Although the straw vote carries no weight in terms of delegate selection for the GOP convention in 2000, the results will be studied closely within the political community for clues on the attitudes of the Southerners who make up the single most reliable base for the party.
The Bush success sent one message simply because the votes were cast by party activists who would not mistake his name for that of his father, former President George Bush. Poll-takers say that phenomenon is common in surveys taken among voters in " general and contributes in some degree to Bush's leading position nationally.
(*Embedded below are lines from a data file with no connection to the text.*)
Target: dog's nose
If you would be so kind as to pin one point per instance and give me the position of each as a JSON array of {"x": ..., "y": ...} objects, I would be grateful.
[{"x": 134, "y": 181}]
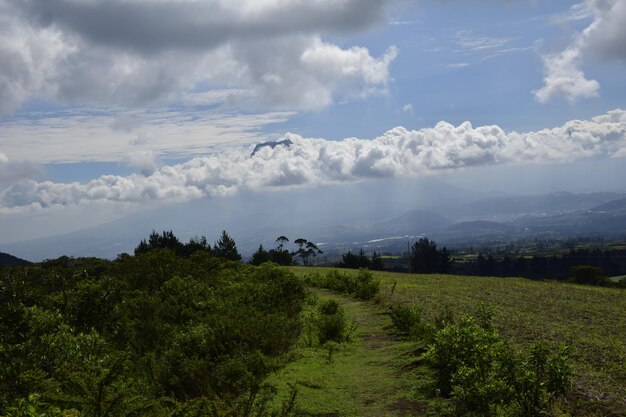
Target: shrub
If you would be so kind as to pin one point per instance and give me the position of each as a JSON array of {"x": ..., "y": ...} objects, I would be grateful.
[
  {"x": 331, "y": 322},
  {"x": 407, "y": 319},
  {"x": 476, "y": 368},
  {"x": 539, "y": 378},
  {"x": 366, "y": 287}
]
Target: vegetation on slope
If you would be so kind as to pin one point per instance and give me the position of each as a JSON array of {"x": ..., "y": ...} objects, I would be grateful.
[{"x": 536, "y": 319}]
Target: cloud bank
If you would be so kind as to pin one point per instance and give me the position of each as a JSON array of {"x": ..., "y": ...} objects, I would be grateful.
[
  {"x": 603, "y": 39},
  {"x": 11, "y": 171},
  {"x": 113, "y": 52},
  {"x": 311, "y": 162}
]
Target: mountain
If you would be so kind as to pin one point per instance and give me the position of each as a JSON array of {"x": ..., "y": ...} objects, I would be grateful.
[
  {"x": 414, "y": 222},
  {"x": 508, "y": 207},
  {"x": 6, "y": 259},
  {"x": 332, "y": 214},
  {"x": 612, "y": 206}
]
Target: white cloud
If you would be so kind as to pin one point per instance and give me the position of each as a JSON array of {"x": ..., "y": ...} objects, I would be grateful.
[
  {"x": 458, "y": 65},
  {"x": 97, "y": 135},
  {"x": 603, "y": 38},
  {"x": 146, "y": 161},
  {"x": 468, "y": 41},
  {"x": 115, "y": 52},
  {"x": 11, "y": 171},
  {"x": 311, "y": 162},
  {"x": 564, "y": 78}
]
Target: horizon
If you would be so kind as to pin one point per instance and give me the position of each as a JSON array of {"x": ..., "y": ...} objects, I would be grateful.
[{"x": 112, "y": 110}]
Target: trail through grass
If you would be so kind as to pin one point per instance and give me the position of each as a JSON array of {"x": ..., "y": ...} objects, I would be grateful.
[
  {"x": 362, "y": 377},
  {"x": 590, "y": 320}
]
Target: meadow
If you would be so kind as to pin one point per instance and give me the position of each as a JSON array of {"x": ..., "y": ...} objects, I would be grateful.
[{"x": 590, "y": 320}]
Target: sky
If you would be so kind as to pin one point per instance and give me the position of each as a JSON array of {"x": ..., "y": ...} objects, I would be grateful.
[{"x": 109, "y": 107}]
Although some Bush advisers were here, the governor skipped the three-day meeting because he has adopted a policy of avoiding any overt involvement in presidential politics until after his expected re-election in November.
Bush aside, there were some results of the straw poll that will raise eyebrows among political professionals. The fact that Forbes, Quayle and Ashcroft polled more than one-third of the vote will be taken as another indication of the high priority Southern Republicans give to cultural and social conservatism on such issues as abortion rights and education. All three evoked enthusiastic applause by stressing those concerns in their speeches to the conference.
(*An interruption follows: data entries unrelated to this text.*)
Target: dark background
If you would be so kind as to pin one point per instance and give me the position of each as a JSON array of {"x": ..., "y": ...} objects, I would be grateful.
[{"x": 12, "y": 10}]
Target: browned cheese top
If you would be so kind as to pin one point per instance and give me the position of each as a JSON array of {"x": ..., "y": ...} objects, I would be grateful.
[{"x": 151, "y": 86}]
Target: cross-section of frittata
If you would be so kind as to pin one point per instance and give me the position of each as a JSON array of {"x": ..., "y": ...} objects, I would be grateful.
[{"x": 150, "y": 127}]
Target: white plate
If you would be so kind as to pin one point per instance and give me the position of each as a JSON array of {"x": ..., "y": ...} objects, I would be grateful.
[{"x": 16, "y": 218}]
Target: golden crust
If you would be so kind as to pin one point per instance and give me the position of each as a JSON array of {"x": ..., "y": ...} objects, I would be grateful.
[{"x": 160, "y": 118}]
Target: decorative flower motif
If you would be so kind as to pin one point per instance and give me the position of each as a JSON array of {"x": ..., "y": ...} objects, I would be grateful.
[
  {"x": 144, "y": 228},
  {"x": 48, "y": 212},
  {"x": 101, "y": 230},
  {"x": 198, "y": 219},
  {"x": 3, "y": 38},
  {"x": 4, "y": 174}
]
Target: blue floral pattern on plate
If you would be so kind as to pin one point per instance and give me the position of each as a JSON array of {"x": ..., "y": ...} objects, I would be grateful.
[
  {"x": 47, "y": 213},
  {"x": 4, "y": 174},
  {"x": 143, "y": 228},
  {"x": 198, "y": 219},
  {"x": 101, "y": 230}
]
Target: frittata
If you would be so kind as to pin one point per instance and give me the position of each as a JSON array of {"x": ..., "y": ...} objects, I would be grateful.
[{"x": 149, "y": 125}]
If there was a candidate who showed surprising strength, it was Thompson of Tennessee, who won fourth place after a well-received speech in which he took President Clinton to task for his personal conduct. Thompson finished ahead of fellow Tennessean Alexander, despite the fact that Alexander had attracted several hundred delegates to join a receiving line in his suite the first night of the convention.
Gingrich's weak showing also was a mild surprise. He gave a rousing speech at a Saturday night dinner and spent much of the evening going from table to table greeting delegates individually.
The candidate who suffered the most obvious black eye was Jack Kemp, the 1996 vice presidential nominee who finished back with the also-rans. Kemp is suspect with the cultural conservatives because of his strong advocacy of efforts to broaden the Republican Party by attracting more racial and ethnic minority voters. And he has been widely judged within the party to have been a weak performer against Vice President Al Gore in 1996.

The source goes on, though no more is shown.